Mas quando chegou a hora da reunião, você acha que o nosso George teve coragem? "Não tive. Perguntaram quem tocava o solo e eu contei...".
Anteontem, portanto, quem solou lindamente em "Honey Pie" foi o John. E se você perdeu o "Álbum Branco" (1968) e outros clássicos, como "Sgt. Pepper's" (1967), "Revolver" (1966) e "Rubber Soul" (1965), há uma boa notícia. A banda reinicia hoje todo o Complete Works, agora em São Bernardo do Campo, com o primeiro disco da banda "Please Please Me" (1963).
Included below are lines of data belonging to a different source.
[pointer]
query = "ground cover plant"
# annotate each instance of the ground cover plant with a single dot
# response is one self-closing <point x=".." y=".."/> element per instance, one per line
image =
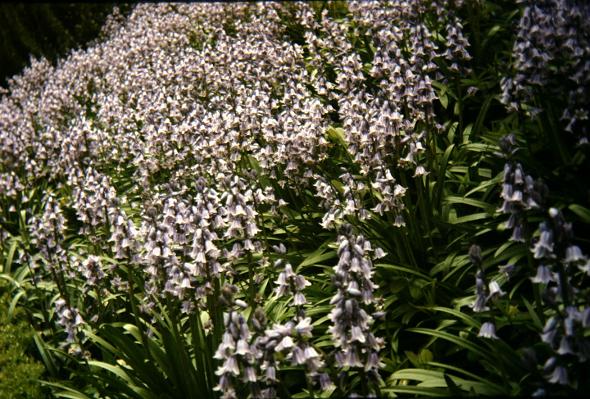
<point x="307" y="199"/>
O projeto será apresentado mensalmente no Teatro Lauro Gomes (r. Londrina com r. Helena Jacquey, Rudge Ramos, tel.: 0/xx/11/4368-3483).
Para além do Complete Works, O Beatles 4Ever vai apresentar o "Magical Mistery Tour" (1967) na Virada Cultural em Sampa, em um palco montado na Rua Barão de Itapetininga, às 6h da manhã do próximo dia 6. E tem mais: no dia 19 de maio, os Beatles brasileiros animam um jantar dançante na churrascaria Costela Brasileira, em Guarulhos.
Sobre esse assunto tabu, Rampazzo tem uma frase pronta que mostra que ele não é só modesto, cansado, irritável e honesto. A frase prova que Rampazzo também é um homem realista: "Quando você vê, está cheirando picanha. É, amigo, o sonho acabou mesmo".